The final honoree, a very special one to Norwood and her team of volunteers, was Tomas Rivera. A graduate of Health People's Kids-Helping-Kids Mentoring Program received the Youth Leadership Award. Tomas recently returned from being stationed with the US Army in Iraq and is now a pre-med student planning to help his community in the way he was helped by Health People.

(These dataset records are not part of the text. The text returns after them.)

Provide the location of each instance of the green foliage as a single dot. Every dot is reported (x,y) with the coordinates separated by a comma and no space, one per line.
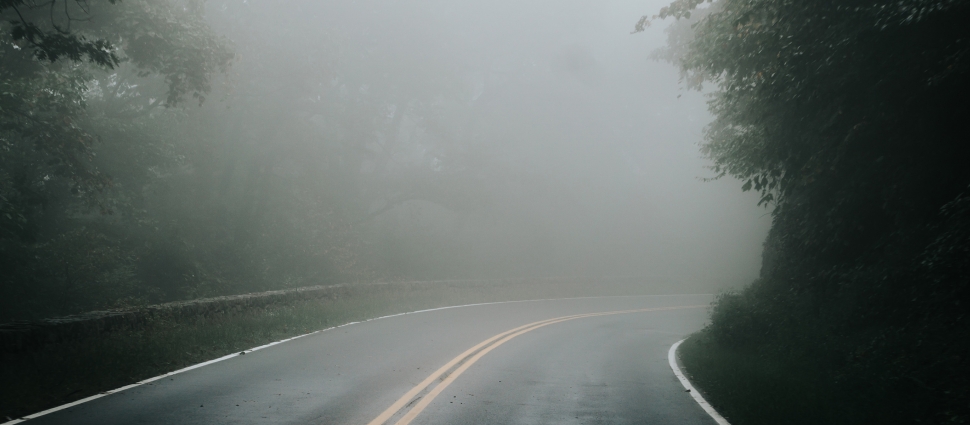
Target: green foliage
(848,118)
(60,245)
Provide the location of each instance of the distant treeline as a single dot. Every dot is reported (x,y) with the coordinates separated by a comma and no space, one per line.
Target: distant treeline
(850,118)
(146,157)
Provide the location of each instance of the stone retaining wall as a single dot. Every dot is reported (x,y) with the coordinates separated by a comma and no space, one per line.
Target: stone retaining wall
(24,336)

Founded in 1990 by Norwood, the organization began as a women's HIV/AIDS peer education program teaching women most affected by the epidemic to become leaders in fighting the disease. Men soon asked to join Health People and urged by sick and dying parents to help their children Health People developed the groundbreaking Kids-Helping-Kids Mentoring Program which trains older teens with sick or missing parents to be mentors for younger children in the same difficult situations.
Braving the downpours to congratulate and lend their support were Jean Shafiroff, Katherine and Gary Andreassen, Christopher Arnold, Neke Carson, Rachael Howard, Michael Goodhope, Aaron Coe, Thalia Thelen, Jean Holabird, Steve Fox, Shari Novick, Jacqueline McLoughlin, Charles Yoder, Dr. Reid Stribey and Rhonda Liss, Dr. Hal Strelnick, John Norwood, Irish Rose Peffer, Edwina Sandys, Walter Channing and scores more.